The May 19 weekend edition of the Wall Street Journal carries an opinion piece by historian Fergus M. Bordewich celebrating the 150th anniversary of the passage of the Homestead Act, signed into law by mass murderer Abraham Lincoln on May 20, 1862. The writer points out how the law helped America become an economic super power by distributing 270 million acres of land for free to those willing to live on and work it. Yeah, well, that's just great, unless you happen to be one the folks that were living there before Lincoln signed the bill. Bordewich even mentions that many blacks were able to take advantage of the program to build new lives in the west. And he is nice enough to mention in one paragraph that the original owners of all that property, and much, much more, had been reduced to having a claim to only 52 million acres of the least valuable land in 1934.

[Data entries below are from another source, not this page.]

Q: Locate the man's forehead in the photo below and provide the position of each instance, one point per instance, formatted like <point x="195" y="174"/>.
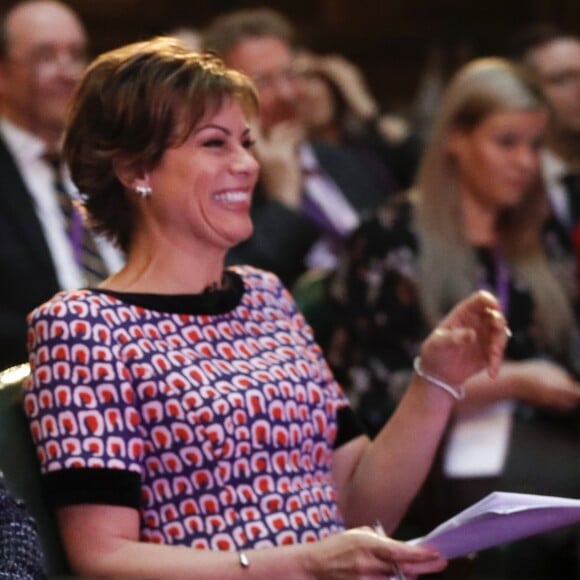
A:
<point x="42" y="24"/>
<point x="259" y="55"/>
<point x="562" y="52"/>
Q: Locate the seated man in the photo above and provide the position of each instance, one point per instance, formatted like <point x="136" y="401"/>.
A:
<point x="310" y="196"/>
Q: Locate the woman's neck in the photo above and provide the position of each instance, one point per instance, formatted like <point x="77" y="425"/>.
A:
<point x="172" y="270"/>
<point x="480" y="221"/>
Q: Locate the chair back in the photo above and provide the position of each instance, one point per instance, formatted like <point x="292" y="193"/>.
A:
<point x="20" y="467"/>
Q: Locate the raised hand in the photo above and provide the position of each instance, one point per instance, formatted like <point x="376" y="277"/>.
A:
<point x="277" y="153"/>
<point x="471" y="338"/>
<point x="363" y="553"/>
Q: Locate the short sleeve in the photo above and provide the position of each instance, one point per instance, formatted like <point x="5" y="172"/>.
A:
<point x="79" y="400"/>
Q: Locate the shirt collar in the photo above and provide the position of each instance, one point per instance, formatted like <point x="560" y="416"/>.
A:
<point x="23" y="145"/>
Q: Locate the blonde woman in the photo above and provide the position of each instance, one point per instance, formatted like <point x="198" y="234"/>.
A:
<point x="475" y="219"/>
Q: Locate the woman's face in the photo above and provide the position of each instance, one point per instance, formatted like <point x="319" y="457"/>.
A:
<point x="498" y="160"/>
<point x="203" y="188"/>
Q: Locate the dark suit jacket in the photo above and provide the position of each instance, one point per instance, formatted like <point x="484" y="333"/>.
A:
<point x="26" y="267"/>
<point x="282" y="237"/>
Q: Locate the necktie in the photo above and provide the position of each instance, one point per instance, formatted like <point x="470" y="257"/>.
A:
<point x="324" y="203"/>
<point x="85" y="249"/>
<point x="571" y="182"/>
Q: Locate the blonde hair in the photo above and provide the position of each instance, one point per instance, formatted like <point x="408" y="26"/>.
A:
<point x="447" y="263"/>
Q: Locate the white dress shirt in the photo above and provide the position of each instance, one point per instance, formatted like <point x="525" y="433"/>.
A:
<point x="38" y="176"/>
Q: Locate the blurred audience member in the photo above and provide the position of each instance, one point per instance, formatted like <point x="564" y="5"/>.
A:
<point x="190" y="37"/>
<point x="554" y="55"/>
<point x="42" y="53"/>
<point x="337" y="106"/>
<point x="474" y="220"/>
<point x="311" y="195"/>
<point x="555" y="58"/>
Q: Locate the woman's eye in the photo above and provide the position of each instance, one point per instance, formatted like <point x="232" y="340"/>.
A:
<point x="507" y="140"/>
<point x="213" y="143"/>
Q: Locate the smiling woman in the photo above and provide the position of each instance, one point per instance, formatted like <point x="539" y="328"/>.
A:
<point x="185" y="404"/>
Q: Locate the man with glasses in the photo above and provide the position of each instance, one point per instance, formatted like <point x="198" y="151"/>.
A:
<point x="554" y="56"/>
<point x="310" y="196"/>
<point x="42" y="54"/>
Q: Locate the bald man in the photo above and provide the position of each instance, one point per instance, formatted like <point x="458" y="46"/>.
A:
<point x="43" y="48"/>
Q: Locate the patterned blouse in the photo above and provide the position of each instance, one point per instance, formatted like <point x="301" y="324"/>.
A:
<point x="378" y="322"/>
<point x="214" y="415"/>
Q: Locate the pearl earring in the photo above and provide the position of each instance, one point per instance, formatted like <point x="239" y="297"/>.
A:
<point x="143" y="190"/>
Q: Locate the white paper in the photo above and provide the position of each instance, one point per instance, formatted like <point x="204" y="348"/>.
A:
<point x="498" y="518"/>
<point x="478" y="443"/>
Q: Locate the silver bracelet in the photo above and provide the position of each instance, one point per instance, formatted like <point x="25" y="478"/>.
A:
<point x="456" y="394"/>
<point x="244" y="562"/>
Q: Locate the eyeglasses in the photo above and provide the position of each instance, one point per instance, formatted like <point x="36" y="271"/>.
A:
<point x="46" y="61"/>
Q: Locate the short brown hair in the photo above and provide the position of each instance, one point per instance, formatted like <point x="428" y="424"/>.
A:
<point x="229" y="29"/>
<point x="132" y="104"/>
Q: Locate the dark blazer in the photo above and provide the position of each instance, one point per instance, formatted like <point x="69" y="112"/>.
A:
<point x="26" y="268"/>
<point x="282" y="237"/>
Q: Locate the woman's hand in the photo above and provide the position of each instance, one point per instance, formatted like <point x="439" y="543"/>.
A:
<point x="541" y="383"/>
<point x="363" y="553"/>
<point x="471" y="338"/>
<point x="277" y="153"/>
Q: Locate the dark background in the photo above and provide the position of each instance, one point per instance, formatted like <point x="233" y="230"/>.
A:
<point x="389" y="39"/>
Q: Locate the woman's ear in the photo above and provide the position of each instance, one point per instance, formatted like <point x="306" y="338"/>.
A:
<point x="455" y="141"/>
<point x="129" y="175"/>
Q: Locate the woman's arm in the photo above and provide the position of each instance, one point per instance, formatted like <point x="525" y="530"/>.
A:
<point x="540" y="383"/>
<point x="380" y="479"/>
<point x="102" y="541"/>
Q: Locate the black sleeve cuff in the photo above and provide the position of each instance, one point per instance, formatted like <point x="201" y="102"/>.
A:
<point x="85" y="485"/>
<point x="349" y="426"/>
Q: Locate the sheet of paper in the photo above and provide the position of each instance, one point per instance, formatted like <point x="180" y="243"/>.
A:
<point x="498" y="518"/>
<point x="478" y="443"/>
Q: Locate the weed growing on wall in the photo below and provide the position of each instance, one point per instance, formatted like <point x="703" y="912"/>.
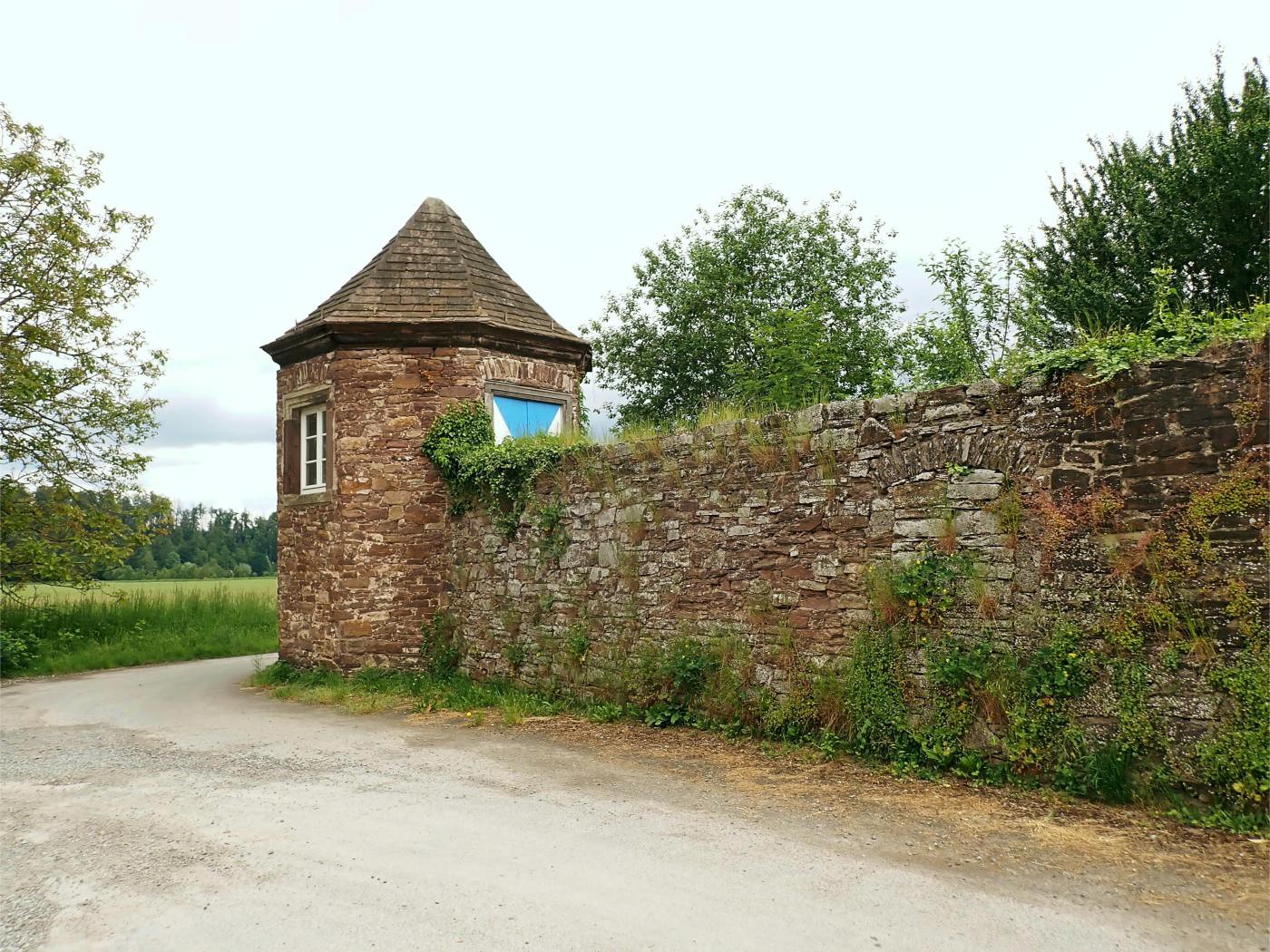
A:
<point x="441" y="649"/>
<point x="497" y="476"/>
<point x="1172" y="332"/>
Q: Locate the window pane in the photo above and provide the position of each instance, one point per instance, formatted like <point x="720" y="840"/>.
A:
<point x="523" y="418"/>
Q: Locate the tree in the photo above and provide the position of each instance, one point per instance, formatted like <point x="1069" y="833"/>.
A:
<point x="707" y="305"/>
<point x="1197" y="202"/>
<point x="977" y="324"/>
<point x="73" y="386"/>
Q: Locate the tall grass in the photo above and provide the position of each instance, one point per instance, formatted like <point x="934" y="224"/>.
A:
<point x="143" y="627"/>
<point x="370" y="689"/>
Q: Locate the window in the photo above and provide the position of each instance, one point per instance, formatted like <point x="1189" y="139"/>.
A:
<point x="523" y="416"/>
<point x="313" y="451"/>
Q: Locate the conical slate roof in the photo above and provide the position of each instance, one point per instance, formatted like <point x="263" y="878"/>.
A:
<point x="432" y="273"/>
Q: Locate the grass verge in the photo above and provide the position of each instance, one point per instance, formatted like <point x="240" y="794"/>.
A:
<point x="142" y="627"/>
<point x="372" y="689"/>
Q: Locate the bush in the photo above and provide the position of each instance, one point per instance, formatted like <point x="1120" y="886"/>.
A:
<point x="498" y="476"/>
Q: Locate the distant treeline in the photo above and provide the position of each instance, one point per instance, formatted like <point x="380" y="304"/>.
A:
<point x="206" y="543"/>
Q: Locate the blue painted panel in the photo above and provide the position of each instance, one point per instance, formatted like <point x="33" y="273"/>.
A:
<point x="524" y="418"/>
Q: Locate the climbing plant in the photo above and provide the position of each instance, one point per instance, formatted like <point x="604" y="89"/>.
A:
<point x="480" y="472"/>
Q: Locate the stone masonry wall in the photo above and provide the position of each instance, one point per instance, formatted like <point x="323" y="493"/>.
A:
<point x="362" y="567"/>
<point x="767" y="529"/>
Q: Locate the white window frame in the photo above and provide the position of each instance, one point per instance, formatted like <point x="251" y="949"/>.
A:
<point x="542" y="396"/>
<point x="313" y="450"/>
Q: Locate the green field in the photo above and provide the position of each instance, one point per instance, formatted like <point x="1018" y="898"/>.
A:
<point x="124" y="624"/>
<point x="168" y="588"/>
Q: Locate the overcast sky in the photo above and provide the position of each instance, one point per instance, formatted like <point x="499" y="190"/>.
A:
<point x="278" y="145"/>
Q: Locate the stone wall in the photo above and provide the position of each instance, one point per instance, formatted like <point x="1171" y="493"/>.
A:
<point x="767" y="529"/>
<point x="365" y="564"/>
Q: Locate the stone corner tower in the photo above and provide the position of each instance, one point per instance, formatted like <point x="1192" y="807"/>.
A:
<point x="431" y="320"/>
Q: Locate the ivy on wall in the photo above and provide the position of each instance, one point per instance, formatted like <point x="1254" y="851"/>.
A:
<point x="480" y="472"/>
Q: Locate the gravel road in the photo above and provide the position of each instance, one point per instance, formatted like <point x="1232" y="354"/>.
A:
<point x="167" y="808"/>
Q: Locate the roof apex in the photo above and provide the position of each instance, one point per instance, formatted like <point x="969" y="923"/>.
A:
<point x="434" y="272"/>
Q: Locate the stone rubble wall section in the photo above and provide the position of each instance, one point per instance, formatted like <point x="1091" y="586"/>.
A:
<point x="765" y="529"/>
<point x="361" y="571"/>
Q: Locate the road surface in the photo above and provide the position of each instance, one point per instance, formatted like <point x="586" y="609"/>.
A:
<point x="168" y="808"/>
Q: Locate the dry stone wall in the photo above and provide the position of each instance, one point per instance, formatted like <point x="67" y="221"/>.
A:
<point x="766" y="529"/>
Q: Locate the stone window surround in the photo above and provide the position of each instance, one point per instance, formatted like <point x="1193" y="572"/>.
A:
<point x="565" y="399"/>
<point x="315" y="395"/>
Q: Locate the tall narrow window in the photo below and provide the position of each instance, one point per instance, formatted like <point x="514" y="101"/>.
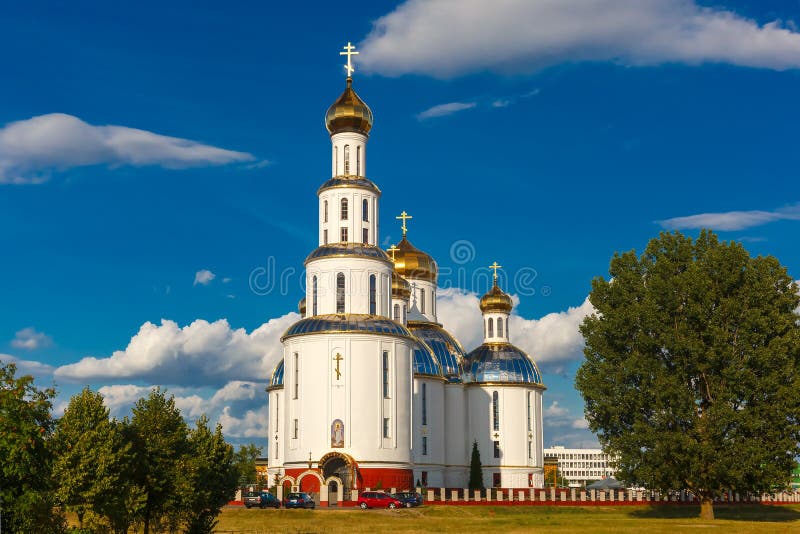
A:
<point x="424" y="404"/>
<point x="314" y="296"/>
<point x="296" y="375"/>
<point x="495" y="411"/>
<point x="340" y="293"/>
<point x="372" y="295"/>
<point x="385" y="374"/>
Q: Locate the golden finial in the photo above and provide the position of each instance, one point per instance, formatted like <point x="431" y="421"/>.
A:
<point x="404" y="217"/>
<point x="349" y="51"/>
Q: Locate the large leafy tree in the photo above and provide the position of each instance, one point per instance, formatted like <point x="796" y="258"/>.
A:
<point x="26" y="502"/>
<point x="159" y="437"/>
<point x="692" y="370"/>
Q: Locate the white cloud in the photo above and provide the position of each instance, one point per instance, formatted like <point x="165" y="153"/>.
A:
<point x="200" y="354"/>
<point x="203" y="277"/>
<point x="31" y="149"/>
<point x="447" y="38"/>
<point x="30" y="339"/>
<point x="442" y="110"/>
<point x="731" y="220"/>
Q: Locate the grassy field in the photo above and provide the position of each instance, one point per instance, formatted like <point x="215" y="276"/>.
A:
<point x="506" y="519"/>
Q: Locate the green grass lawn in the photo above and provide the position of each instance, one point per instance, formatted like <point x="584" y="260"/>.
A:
<point x="505" y="519"/>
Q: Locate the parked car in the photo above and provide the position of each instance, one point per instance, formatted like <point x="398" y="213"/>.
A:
<point x="378" y="499"/>
<point x="263" y="500"/>
<point x="298" y="500"/>
<point x="409" y="498"/>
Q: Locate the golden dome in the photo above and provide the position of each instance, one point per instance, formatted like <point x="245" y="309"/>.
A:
<point x="496" y="301"/>
<point x="401" y="289"/>
<point x="411" y="263"/>
<point x="349" y="113"/>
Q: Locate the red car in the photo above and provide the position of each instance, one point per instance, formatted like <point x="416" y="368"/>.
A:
<point x="378" y="499"/>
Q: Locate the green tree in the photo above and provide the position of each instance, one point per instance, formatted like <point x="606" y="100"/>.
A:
<point x="26" y="497"/>
<point x="159" y="436"/>
<point x="90" y="456"/>
<point x="692" y="371"/>
<point x="475" y="471"/>
<point x="245" y="461"/>
<point x="210" y="477"/>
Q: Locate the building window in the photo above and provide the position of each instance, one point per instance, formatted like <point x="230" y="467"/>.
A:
<point x="372" y="295"/>
<point x="340" y="293"/>
<point x="495" y="411"/>
<point x="385" y="374"/>
<point x="424" y="404"/>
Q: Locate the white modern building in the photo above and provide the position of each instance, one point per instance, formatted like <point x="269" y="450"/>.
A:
<point x="372" y="391"/>
<point x="579" y="466"/>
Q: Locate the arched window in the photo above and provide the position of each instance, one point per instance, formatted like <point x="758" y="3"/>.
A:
<point x="372" y="295"/>
<point x="340" y="293"/>
<point x="495" y="411"/>
<point x="314" y="296"/>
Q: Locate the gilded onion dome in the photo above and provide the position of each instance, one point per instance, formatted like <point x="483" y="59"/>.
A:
<point x="401" y="289"/>
<point x="411" y="263"/>
<point x="496" y="300"/>
<point x="349" y="113"/>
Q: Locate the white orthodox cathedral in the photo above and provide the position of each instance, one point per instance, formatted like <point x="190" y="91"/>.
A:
<point x="372" y="391"/>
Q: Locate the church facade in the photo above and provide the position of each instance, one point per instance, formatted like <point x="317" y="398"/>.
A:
<point x="372" y="391"/>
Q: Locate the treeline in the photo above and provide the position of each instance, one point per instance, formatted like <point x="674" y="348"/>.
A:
<point x="150" y="471"/>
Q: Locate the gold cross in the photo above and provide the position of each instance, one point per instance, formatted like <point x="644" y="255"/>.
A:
<point x="495" y="267"/>
<point x="349" y="51"/>
<point x="338" y="358"/>
<point x="404" y="217"/>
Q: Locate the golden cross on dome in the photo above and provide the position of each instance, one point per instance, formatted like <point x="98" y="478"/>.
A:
<point x="349" y="51"/>
<point x="495" y="267"/>
<point x="404" y="217"/>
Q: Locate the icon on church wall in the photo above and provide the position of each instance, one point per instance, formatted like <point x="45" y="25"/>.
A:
<point x="337" y="433"/>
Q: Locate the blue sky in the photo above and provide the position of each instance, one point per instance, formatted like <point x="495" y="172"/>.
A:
<point x="144" y="143"/>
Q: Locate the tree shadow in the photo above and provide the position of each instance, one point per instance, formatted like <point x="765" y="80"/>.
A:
<point x="733" y="512"/>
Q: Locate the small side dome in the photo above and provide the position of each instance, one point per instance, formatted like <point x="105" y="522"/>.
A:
<point x="349" y="113"/>
<point x="411" y="263"/>
<point x="401" y="289"/>
<point x="496" y="300"/>
<point x="277" y="376"/>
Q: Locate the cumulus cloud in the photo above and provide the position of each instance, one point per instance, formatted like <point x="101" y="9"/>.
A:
<point x="30" y="339"/>
<point x="447" y="38"/>
<point x="731" y="220"/>
<point x="200" y="354"/>
<point x="442" y="110"/>
<point x="203" y="277"/>
<point x="32" y="149"/>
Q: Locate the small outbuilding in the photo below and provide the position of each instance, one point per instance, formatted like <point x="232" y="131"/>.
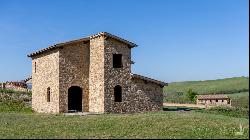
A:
<point x="213" y="100"/>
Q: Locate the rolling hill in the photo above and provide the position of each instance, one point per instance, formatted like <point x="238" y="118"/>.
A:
<point x="176" y="91"/>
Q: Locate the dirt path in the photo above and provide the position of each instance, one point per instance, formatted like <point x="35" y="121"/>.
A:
<point x="183" y="105"/>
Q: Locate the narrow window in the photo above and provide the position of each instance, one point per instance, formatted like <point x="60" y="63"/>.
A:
<point x="118" y="93"/>
<point x="117" y="60"/>
<point x="35" y="67"/>
<point x="48" y="94"/>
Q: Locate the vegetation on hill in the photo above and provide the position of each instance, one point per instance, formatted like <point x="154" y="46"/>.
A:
<point x="177" y="92"/>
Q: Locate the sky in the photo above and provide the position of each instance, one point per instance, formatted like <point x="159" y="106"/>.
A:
<point x="179" y="40"/>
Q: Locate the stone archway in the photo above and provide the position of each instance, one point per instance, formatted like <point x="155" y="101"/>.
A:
<point x="75" y="99"/>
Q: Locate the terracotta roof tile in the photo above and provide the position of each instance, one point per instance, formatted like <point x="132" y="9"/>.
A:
<point x="82" y="39"/>
<point x="215" y="96"/>
<point x="150" y="80"/>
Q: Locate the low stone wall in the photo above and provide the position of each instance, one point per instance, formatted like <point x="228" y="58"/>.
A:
<point x="16" y="86"/>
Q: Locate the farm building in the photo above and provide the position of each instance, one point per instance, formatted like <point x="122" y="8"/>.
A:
<point x="91" y="74"/>
<point x="213" y="100"/>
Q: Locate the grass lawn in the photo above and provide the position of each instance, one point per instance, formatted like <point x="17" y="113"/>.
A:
<point x="173" y="124"/>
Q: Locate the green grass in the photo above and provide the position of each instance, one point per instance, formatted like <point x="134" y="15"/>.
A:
<point x="176" y="92"/>
<point x="147" y="125"/>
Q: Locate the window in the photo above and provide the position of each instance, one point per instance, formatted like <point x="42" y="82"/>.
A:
<point x="118" y="93"/>
<point x="48" y="94"/>
<point x="117" y="60"/>
<point x="35" y="67"/>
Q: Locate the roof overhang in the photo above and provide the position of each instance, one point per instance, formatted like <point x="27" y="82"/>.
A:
<point x="86" y="39"/>
<point x="162" y="84"/>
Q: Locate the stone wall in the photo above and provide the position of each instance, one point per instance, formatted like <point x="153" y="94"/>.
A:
<point x="116" y="76"/>
<point x="96" y="75"/>
<point x="212" y="102"/>
<point x="74" y="71"/>
<point x="46" y="75"/>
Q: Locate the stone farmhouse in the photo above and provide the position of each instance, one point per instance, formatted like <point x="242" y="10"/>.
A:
<point x="213" y="100"/>
<point x="91" y="74"/>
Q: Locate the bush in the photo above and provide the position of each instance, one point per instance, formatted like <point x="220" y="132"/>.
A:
<point x="228" y="111"/>
<point x="191" y="95"/>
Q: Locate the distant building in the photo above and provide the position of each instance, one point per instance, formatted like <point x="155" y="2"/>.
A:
<point x="213" y="100"/>
<point x="92" y="74"/>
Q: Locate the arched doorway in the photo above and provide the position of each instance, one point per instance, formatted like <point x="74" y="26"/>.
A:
<point x="74" y="99"/>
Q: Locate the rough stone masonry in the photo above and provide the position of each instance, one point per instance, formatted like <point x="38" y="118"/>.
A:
<point x="91" y="74"/>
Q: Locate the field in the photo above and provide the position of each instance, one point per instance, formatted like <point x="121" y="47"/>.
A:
<point x="165" y="124"/>
<point x="236" y="87"/>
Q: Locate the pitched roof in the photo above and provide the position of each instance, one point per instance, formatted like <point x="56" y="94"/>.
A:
<point x="114" y="37"/>
<point x="82" y="40"/>
<point x="216" y="96"/>
<point x="162" y="84"/>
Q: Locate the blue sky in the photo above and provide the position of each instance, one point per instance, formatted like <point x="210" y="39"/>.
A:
<point x="179" y="40"/>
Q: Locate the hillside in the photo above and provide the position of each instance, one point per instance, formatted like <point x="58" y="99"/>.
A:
<point x="176" y="92"/>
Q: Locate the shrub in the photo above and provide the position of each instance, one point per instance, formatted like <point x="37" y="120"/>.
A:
<point x="191" y="95"/>
<point x="228" y="111"/>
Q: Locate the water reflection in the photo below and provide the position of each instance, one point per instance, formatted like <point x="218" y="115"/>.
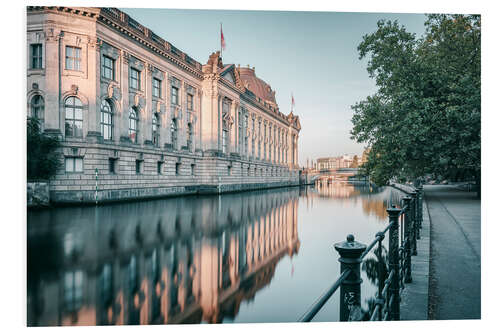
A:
<point x="195" y="259"/>
<point x="169" y="261"/>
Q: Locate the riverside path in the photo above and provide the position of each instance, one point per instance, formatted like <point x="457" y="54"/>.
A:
<point x="455" y="253"/>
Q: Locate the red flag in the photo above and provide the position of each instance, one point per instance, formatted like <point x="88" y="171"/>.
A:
<point x="222" y="41"/>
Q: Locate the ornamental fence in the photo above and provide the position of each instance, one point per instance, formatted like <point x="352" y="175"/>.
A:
<point x="392" y="276"/>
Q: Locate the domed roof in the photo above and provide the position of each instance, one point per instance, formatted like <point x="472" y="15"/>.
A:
<point x="257" y="86"/>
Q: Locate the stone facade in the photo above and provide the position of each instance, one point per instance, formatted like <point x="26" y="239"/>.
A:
<point x="144" y="117"/>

In exchange for money and debt forgiveness adding up to $233 million in 2011 funds, Jefferson acquired for the infant US 828,000 square miles or 23% of the present land mass of the country, 42 cents an acre. This transaction was made with the French, who had obtained the land from the Spain. While citizens of both countries had a limited physical presence in the area, neither had any kind of effective control over the indigenous population, composed of many tribes with differing economies and alliances and with intermittent hostility to the European invaders. The idea that those aliens had the right to dispose of this property and the people living on it would dismissed out of hand today.
The Louisiana Purchase and subsequent acquisitions of land by the US government illustrate an important point about that government and all other governments. What the state can do to them, can be done to you as well.